Practitioner Track (Lessons 61-120)

  1. Docker Fundamentals

  • Objective: Understand what a container is and build your first image.

  • Details: Write a Dockerfile for a Node.js REST API. Understand COPY vs. ADD, CMD vs. ENTRYPOINT.

  1. Image Optimization

  • Objective: Build small, secure, and efficient container images.

  • Details: Implement multi-stage builds. Scan images for vulnerabilities using trivy.

  1. Container Networking & Storage

  • Objective: Connect containers and persist data.

  • Details: Differentiate between bind mounts and named volumes.
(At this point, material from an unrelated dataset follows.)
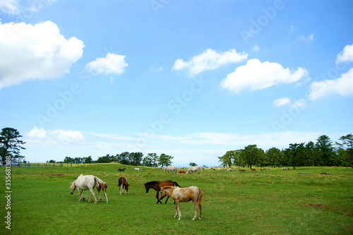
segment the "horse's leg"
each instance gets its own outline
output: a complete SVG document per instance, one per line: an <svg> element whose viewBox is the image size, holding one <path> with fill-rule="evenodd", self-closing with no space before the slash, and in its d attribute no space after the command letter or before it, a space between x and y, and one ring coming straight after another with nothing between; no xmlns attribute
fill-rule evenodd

Implement a database backup/restore workflow.

  1. Multi-Container Apps

  • Objective: Define and run complex applications locally with Docker Compose.

  • Details: Build a full docker-compose.yml for an e-commerce app, including depends_on, healthchecks, and environment variables.

  1. Break-It-Friday: Debug containerized environments

  • Objective: Debug common issues in containerized environments.

  • Details: A service cannot resolve another’s DNS name. Find and fix the misconfigured Docker network or service alias.

  1. Intro to Kubernetes

  • Objective: Understand the purpose of Kubernetes and set up a local cluster.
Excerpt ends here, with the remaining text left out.